Avery Robin K, Chiang Teresa Po-Yu, Marr Kieren A, Brennan Daniel C, Sait Afrah S, Garibaldi Brian T, Shah Pali, Ostrander Darin, Steinke Seema Mehta, Permpalung Nitipong, Cochran Willa, Makary Martin A, Garonzik-Wang Jacqueline, Segev Dorry L, Massie Allan B

机构信息

Department of Medicine, Johns Hopkins University School of Medicine, Baltimore, Maryland, USA.
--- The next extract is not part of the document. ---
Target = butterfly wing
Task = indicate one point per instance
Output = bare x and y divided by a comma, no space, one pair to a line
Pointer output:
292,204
Department of Surgery, Johns Hopkins University School of Medicine, Baltimore, Maryland, USA.

出版信息

Am J Transplant. 2021 Jul;21(7):2498-2508. doi: 10.1111/ajt.16431. Epub 2021 Feb 21.

Abstract

Immunosuppression and comorbidities might place solid organ transplant (SOT) recipients at higher risk from COVID-19, as suggested by recent case series. We compared 45 SOT vs. 2427 non-SOT patients who were admitted with COVID-19 to our health-care system (March 1, 2020 - August 21, 2020), evaluating hospital length-of-stay and inpatient mortality using competing-risks regression. We compared trajectories of WHO COVID-19 severity scale using mixed-effects ordinal logistic regression, adjusting for severity score at admission. SOT and non-SOT patients had comparable age, sex, and race, but SOT recipients were more likely to have diabetes (60% vs. 34%, p < .001), hypertension (69% vs. 44%, p = .001), HIV (7% vs. 1.4%, p = .024), and peripheral vascular disorders (19% vs. 8%, p = .018). There were no statistically significant differences between SOT and non-SOT in maximum illness severity score (p = .13), length-of-stay (sHR: 1.1 , p = .5), or mortality (sHR: 0.4 , p = .19), although the severity score on admission was slightly lower for SOT (median [IQR] 3 [3, 4]) than for non-SOT (median [IQR] 4 [3-4]) (p = .042) Despite a higher risk profile, SOT recipients had a faster decline in disease severity over time (OR = 0.81 , p < .001) compared with non-SOT patients. These findings have implications for transplant decision-making during the COVID-19 pandemic, and insights about the impact of SARS-CoV-2 on immunosuppressed patients.

摘要

近期的病例系列研究表明,免疫抑制和合并症可能使实体器官移植(SOT)受者感染新型冠状病毒肺炎(COVID-19)的风险更高。我们比较了45例因COVID-19入住我们医疗系统的SOT患者与2427例非SOT患者(2020年3月1日至2020年8月21日),使用竞争风险回归评估住院时间和住院死亡率。我们使用混合效应有序逻辑回归比较了世界卫生组织(WHO)COVID-19严重程度量表的轨迹,并对入院时的严重程度评分进行了调整。SOT患者和非SOT患者在年龄、性别和种族方面具有可比性,但SOT受者更有可能患有糖尿病(60%对34%,p <.001)、高血压(69%对44%,p =.001)、艾滋病毒(7%对1.4%,p =.024)和外周血管疾病(19%对8%,p =.018)。SOT患者和非SOT患者在最大疾病严重程度评分(p =.13)、住院时间(sHR:1.1,p =.5)或死亡率(sHR:0.4,p =.19)方面没有统计学上的显著差异,尽管SOT患者入院时的严重程度评分略低于非SOT患者(中位数[四分位间距]3[3,4]),而非SOT患者为中位数[四分位间距]4[3 - 4])(p =.042)。尽管风险更高,但与非SOT患者相比,SOT受者疾病严重程度随时间的下降更快(OR = 0.81,p <.001)。这些发现对COVID-19大流行期间的移植决策具有启示意义,并为严重急性呼吸综合征冠状病毒2(SARS-CoV-2)对免疫抑制患者的影响提供了见解。